Rescató, a su vez, la labor que ha hecho la Policía Metropolitana: las autoridades habían decomisado el lunes 12.000 dosis de bazuco, 60 kilos de cocaína, 50 de marihuana, tres armas de fuego y unas 150 botellas de licor adulterado. También, que hubo una notable disminución de homicidios: desde hace 70 días, en la localidad Los Mártires no se ha oído siquiera del primero. Y en esas estamos desde el martes, con imágenes constantes de la acción de las autoridades policiales.

De lo único de lo que ha hablado el presidente, sin embargo, es precisamente de ese tipo de acciones. El Estado llegando a estos lugares en su forma más obvia y preclara: la fuerza. Pero la política pública debe entenderse como un todo.

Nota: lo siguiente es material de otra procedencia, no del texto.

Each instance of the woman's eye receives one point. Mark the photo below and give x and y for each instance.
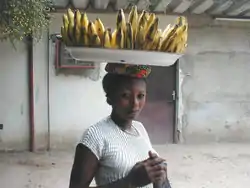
(125, 95)
(141, 96)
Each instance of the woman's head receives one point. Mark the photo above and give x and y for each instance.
(125, 94)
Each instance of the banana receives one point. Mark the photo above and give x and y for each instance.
(117, 40)
(94, 39)
(64, 29)
(113, 39)
(99, 28)
(70, 15)
(65, 21)
(142, 19)
(77, 18)
(64, 36)
(157, 40)
(175, 39)
(91, 29)
(181, 20)
(84, 20)
(133, 20)
(120, 20)
(164, 33)
(84, 37)
(147, 15)
(77, 26)
(150, 21)
(166, 39)
(129, 41)
(107, 39)
(140, 38)
(150, 35)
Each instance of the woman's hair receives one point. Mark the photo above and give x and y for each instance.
(111, 83)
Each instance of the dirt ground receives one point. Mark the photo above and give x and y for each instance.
(190, 166)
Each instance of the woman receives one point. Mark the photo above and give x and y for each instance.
(117, 151)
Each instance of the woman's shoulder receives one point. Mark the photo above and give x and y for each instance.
(98, 127)
(139, 126)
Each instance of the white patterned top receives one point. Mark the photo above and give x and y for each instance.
(116, 150)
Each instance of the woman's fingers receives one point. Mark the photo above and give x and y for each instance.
(155, 161)
(152, 155)
(157, 175)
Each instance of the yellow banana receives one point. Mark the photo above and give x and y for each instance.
(120, 20)
(113, 39)
(121, 38)
(150, 21)
(65, 21)
(164, 33)
(157, 40)
(147, 15)
(92, 29)
(93, 36)
(133, 20)
(117, 40)
(84, 36)
(129, 41)
(78, 17)
(107, 39)
(77, 26)
(166, 39)
(142, 19)
(175, 38)
(64, 35)
(181, 20)
(96, 41)
(152, 30)
(140, 38)
(77, 34)
(71, 25)
(99, 28)
(84, 20)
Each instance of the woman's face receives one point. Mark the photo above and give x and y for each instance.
(129, 100)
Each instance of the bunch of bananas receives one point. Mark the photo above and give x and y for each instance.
(140, 32)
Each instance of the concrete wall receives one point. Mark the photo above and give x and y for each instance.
(213, 90)
(215, 94)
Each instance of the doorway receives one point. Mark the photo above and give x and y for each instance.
(158, 115)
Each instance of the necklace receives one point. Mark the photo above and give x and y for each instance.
(132, 131)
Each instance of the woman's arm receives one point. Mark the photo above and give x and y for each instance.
(84, 168)
(165, 184)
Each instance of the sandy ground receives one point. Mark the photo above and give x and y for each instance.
(199, 166)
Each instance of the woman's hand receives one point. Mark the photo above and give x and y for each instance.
(161, 168)
(148, 171)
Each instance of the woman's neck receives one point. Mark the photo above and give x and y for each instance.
(123, 124)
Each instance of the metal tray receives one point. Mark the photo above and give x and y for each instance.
(137, 57)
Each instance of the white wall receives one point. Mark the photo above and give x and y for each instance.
(13, 97)
(214, 94)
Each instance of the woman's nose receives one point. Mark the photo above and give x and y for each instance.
(135, 103)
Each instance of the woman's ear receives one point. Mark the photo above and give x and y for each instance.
(109, 101)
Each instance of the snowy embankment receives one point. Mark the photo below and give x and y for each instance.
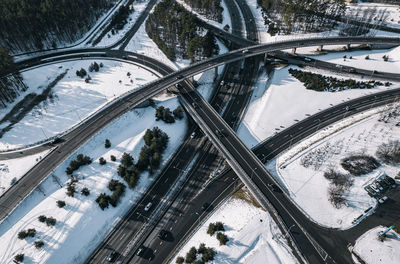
(81, 225)
(253, 236)
(282, 100)
(70, 100)
(110, 38)
(372, 250)
(309, 189)
(11, 170)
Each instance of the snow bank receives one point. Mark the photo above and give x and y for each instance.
(373, 251)
(81, 225)
(73, 98)
(253, 236)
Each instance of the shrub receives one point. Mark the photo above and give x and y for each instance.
(50, 221)
(191, 255)
(179, 260)
(85, 191)
(223, 239)
(39, 244)
(107, 143)
(208, 255)
(359, 164)
(102, 161)
(178, 113)
(103, 201)
(19, 257)
(60, 204)
(71, 190)
(389, 152)
(22, 234)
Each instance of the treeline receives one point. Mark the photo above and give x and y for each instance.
(10, 84)
(37, 24)
(178, 33)
(288, 16)
(211, 9)
(318, 82)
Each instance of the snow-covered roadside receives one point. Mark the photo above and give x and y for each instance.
(253, 236)
(72, 98)
(308, 187)
(226, 18)
(278, 102)
(110, 39)
(372, 250)
(12, 170)
(81, 225)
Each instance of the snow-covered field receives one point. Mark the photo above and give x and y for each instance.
(307, 186)
(281, 100)
(110, 39)
(373, 251)
(390, 14)
(81, 225)
(253, 236)
(73, 99)
(11, 170)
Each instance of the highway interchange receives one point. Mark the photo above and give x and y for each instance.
(212, 122)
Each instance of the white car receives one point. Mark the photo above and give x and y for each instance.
(383, 199)
(147, 207)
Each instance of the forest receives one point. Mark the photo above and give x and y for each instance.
(211, 9)
(288, 16)
(178, 33)
(10, 84)
(37, 24)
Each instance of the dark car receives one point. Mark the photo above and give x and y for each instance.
(163, 234)
(205, 206)
(112, 256)
(274, 187)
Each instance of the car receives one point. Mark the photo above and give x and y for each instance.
(163, 234)
(382, 200)
(111, 257)
(148, 206)
(140, 251)
(274, 187)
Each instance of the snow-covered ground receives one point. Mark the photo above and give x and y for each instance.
(12, 170)
(390, 14)
(110, 39)
(81, 225)
(226, 18)
(253, 236)
(281, 100)
(307, 186)
(73, 99)
(373, 251)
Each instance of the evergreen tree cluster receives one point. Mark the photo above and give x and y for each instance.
(165, 114)
(318, 82)
(211, 9)
(118, 189)
(37, 24)
(76, 164)
(287, 16)
(11, 82)
(178, 33)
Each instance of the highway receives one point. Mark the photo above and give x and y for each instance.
(115, 110)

La comprensión de una problemática tan compleja como esta va mucho más allá de unas papeletas de bazuco decomisadas, un par de arrestos logrados o la ruptura de algunos de los ganchos del llamado microtráfico. Atacar la oferta de drogas está bien, es forzoso, es importante, con ello se disminuyen los crímenes violentos y las prácticas criminales marginales que se dan en ese mundo. Y se pone tras las rejas a quienes lo merecen. Pero atender la demanda, esto es, a los seres humanos que han caído en el consumo problemático, sin criminalizarlos, es igual de significativo.

Tal y como se lo afirmó a este diario Rubén Ramírez, director del Centro de Estudio y Análisis en Conviven cia y Seguridad Ciudadana de Bogotá: “Si usted simplemente reduce la oferta mediante capturas y no ataca la demanda, ni sus causas, los consumidores van al Amparo, o al ferrocarril de la 19 o a cualquier parte. Ocurrirá una diáspora de jíbaros y consumidores”.

En Bogotá, de hecho, se puso en funcionamiento los Camad (Centros de Atención Médica a Drogodependientes), lugares para el consumo controlado donde se les provee metadona a los consumidores problemáticos de heroína; y se propuso hace poco disminuir los síndromes del consumo del bazuco mediante el suministro de marihuana; cambió el elemento discursivo, tratando a los pobladores de estas zonas deprimidas como sujetos de derecho; recuperó algunos de los edificios públicos. Ya habrá tiempo para medir los resultados en la práctica, pero el enfoque es el adecuado.

¿Qué hará el gobierno nacional en Funza, Neiva, Ibagué, Pereira, Armenia, Cali, Cartago, Palmira, Tuluá, Pasto, Barrancabermeja, Cúcuta, Medellín, Rionegro, Villavicencio, Riohacha, Cartagena, Barranquilla y Santa Marta, donde no existe este tipo de programas? ¿Cómo hará para que le “acaben con esas ‘ollas’” en dos meses? ¿Bajo qué elemento institucional inclinará la balanza?

Bien podría escuchar las recomendaciones que el defensor del Pueblo, Jorge Armando Otálora, ha hecho tan sólo para la ciudad de Medellín: “Movilizar toda la institucionalidad para enfrentar la grave crisis humanitaria”. Crisis que es crimen, violencia, armas. Pero que tiene una sombra mucho tiempo ignorada: el consumo. Vamos a ver qué pasa, pero por esta semana nos hemos quedado solamente con el discurso furioso y las imágenes de un Estado que llega cojo.